3. (Optional) Customize the redirect URI allowlist

Each AI client registers itself dynamically via RFC 7591 (DCR) on first use, then asks the authorization server to redirect the browser back to a client-specific callback URL after SSO. user-mgmt-service rejects any redirect_uri that is not on its allowlist.

The chart ships with a default that covers the supported clients out of the box — Claude Desktop / web, Codex (app + CLI), and Gemini CLI:

user-mgmt-service:
  config:
    MCPConnector:
      AllowedRedirectURIs:
        - "http://localhost:*"                             # Codex / Gemini CLI (loopback)
        - "http://127.0.0.1:*"                             # Same, IPv4 literal
        - "https://claude.ai/api/mcp/auth_callback"        # Claude Desktop / Claude web
        - "https://claude.com/api/mcp/auth_callback"       # Same, .com TLD
yaml

You only need to override this list if you want a stricter allowlist (drop the loopback entries to lock out CLI clients, for example) or if you onboard a new MCP client whose callback URL is not in the default.
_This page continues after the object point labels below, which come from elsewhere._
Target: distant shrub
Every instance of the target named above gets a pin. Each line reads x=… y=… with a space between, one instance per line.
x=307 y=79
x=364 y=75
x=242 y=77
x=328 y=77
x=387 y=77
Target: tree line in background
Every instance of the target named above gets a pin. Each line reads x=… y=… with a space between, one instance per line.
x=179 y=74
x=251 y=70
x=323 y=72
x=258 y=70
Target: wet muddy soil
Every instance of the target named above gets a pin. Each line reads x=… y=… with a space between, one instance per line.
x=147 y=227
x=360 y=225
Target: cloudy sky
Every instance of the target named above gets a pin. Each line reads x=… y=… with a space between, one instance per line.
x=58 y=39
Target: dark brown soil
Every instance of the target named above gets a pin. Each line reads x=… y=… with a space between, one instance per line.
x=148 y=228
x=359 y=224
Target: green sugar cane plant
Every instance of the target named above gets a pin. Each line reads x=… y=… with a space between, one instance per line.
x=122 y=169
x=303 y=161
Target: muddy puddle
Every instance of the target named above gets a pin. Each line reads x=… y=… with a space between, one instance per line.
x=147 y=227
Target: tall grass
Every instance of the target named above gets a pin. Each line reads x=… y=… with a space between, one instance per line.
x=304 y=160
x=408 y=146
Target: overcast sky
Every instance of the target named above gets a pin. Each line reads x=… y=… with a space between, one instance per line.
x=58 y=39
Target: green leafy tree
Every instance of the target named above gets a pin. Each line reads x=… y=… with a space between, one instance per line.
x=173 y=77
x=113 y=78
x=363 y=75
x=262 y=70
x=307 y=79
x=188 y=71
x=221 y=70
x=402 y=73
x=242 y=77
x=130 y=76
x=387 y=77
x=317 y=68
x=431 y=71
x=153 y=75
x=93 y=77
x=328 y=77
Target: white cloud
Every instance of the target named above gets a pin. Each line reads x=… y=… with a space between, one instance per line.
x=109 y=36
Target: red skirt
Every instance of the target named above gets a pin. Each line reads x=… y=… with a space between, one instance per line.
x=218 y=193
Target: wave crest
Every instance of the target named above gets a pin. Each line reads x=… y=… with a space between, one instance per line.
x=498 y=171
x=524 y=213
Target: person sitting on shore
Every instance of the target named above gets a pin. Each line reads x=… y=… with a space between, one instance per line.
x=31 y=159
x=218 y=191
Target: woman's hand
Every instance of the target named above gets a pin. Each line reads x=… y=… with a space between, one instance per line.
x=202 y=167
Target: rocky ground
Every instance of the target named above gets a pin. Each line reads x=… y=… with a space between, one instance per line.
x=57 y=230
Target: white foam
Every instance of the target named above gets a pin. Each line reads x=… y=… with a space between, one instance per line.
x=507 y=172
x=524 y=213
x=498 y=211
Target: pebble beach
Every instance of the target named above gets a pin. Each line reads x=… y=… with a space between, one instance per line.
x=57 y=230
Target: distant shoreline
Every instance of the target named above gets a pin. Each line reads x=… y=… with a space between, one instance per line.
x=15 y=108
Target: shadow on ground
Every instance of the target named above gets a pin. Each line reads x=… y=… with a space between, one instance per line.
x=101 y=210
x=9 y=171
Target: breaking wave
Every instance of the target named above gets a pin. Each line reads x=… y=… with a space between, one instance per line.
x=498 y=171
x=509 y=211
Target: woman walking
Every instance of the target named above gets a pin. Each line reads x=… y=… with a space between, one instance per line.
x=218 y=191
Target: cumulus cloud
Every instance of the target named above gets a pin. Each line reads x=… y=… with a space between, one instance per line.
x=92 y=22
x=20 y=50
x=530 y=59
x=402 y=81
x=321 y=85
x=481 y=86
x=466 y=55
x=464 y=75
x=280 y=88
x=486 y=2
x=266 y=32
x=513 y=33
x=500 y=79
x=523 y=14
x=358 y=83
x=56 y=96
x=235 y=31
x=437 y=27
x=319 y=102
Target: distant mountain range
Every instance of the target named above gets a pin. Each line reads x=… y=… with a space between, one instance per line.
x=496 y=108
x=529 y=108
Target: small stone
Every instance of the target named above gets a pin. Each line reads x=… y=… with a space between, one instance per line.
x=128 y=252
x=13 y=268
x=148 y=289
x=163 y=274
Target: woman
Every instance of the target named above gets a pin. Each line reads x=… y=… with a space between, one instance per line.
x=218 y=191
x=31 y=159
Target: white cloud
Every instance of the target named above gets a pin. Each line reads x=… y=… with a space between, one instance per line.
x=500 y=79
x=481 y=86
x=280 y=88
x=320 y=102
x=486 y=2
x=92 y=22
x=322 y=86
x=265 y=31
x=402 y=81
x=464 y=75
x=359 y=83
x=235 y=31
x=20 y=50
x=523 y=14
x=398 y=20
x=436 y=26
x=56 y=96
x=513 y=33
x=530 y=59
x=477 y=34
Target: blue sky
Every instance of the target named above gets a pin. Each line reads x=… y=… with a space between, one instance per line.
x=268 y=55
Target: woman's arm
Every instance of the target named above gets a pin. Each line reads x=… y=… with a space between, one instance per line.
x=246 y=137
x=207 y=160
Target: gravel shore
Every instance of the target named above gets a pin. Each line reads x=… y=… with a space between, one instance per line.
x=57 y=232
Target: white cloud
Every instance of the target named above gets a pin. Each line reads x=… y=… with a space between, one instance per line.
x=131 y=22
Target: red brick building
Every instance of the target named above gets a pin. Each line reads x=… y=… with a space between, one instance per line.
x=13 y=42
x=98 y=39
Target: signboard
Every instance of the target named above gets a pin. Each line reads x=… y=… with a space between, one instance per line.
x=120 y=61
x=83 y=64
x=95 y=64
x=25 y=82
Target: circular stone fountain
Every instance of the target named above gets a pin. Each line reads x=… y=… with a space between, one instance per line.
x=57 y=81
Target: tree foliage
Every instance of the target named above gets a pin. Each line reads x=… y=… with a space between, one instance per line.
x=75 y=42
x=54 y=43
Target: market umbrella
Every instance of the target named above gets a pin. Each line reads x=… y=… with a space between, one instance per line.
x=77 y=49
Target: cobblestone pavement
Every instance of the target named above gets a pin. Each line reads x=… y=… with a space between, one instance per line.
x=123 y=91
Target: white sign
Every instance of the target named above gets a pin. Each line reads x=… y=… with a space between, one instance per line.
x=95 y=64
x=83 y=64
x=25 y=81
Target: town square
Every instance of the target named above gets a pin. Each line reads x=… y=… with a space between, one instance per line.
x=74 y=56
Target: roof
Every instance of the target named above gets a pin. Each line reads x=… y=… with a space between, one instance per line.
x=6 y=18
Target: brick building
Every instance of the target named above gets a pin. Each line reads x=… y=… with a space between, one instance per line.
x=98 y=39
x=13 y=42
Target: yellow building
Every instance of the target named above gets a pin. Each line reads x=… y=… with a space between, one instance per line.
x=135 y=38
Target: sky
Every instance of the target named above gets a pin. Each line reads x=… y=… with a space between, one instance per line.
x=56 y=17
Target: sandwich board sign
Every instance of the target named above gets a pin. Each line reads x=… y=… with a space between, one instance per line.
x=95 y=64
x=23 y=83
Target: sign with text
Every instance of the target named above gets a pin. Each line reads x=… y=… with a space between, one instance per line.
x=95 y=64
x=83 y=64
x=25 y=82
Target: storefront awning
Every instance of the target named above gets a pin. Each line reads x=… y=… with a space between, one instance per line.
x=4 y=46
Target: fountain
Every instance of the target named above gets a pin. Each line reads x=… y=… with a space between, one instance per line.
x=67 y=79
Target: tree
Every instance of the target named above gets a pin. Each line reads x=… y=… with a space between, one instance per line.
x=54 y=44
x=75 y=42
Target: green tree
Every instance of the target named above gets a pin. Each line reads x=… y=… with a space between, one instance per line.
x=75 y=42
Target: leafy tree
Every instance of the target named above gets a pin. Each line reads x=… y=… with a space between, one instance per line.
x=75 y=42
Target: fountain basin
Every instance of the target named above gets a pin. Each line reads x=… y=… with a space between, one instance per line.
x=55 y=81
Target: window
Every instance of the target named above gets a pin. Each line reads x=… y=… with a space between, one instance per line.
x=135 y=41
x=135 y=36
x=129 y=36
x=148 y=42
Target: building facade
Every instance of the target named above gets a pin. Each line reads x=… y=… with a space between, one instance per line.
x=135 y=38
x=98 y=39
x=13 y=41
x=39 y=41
Wildcard ports (*) on the loopback entries are required because the CLI clients bind a random ephemeral port for the OAuth callback.

To override, paste the same block into your custom_values.yaml with the entries you want — Helm replaces the list rather than merging.

If a user reports invalid_redirect_uri after a successful SSO sign-in, see Troubleshooting → invalid_redirect_uri after sign-in.

4. Apply the changes

Run the standard Kloudfuse upgrade command with your usual chart reference and custom_values.yaml. A representative form:

helm upgrade kfuse oci://us-east1-docker.pkg.dev/mvp-demo-301906/kfuse-helm/kfuse -f custom_values.yaml
bash

For cluster-specific chart paths, version flags, and pre-flight steps, see Upgrade Kloudfuse.

After the upgrade, wait for the kf-mcp Pod to reach Running, then restart user-mgmt-service so its Pod starts after kf-mcp. user-mgmt-service reads MCP connector state at startup and must come up second; if the user-mgmt-service Pod is older than the kf-mcp Pod, OAuth requests fail with a 401 until you restart it.

# Wait for kf-mcp
kubectl wait --for=condition=Ready pod -l app.kubernetes.io/name=kf-mcp -n <namespace> --timeout=180s

# Restart user-mgmt-service
kubectl rollout restart deploy/user-mgmt-service -n <namespace>

# Confirm ordering: user-mgmt-service AGE should now be lower than kf-mcp
kubectl get pods -n <namespace> -l 'app.kubernetes.io/name in (kf-mcp,user-mgmt-service)'
bash

Verify

From any machine that can reach your cluster URL:

curl https://<KLOUDFUSE_URL>/.well-known/oauth-protected-resource/mcp
bash

You should see a JSON document like:

{
  "resource": "https://<KLOUDFUSE_URL>/mcp",
  "authorization_servers": ["https://<KLOUDFUSE_URL>"],
  "bearer_methods_supported": ["header"],
  "resource_name": "Kloudfuse MCP (OAuth)"
}
json

If this returns a 404 or an HTML page, the connector is not enabled yet — recheck the custom_values.yaml entries above.

Works on both Envoy Gateway and ingress-nginx clusters; no ingress-controller tweaks required.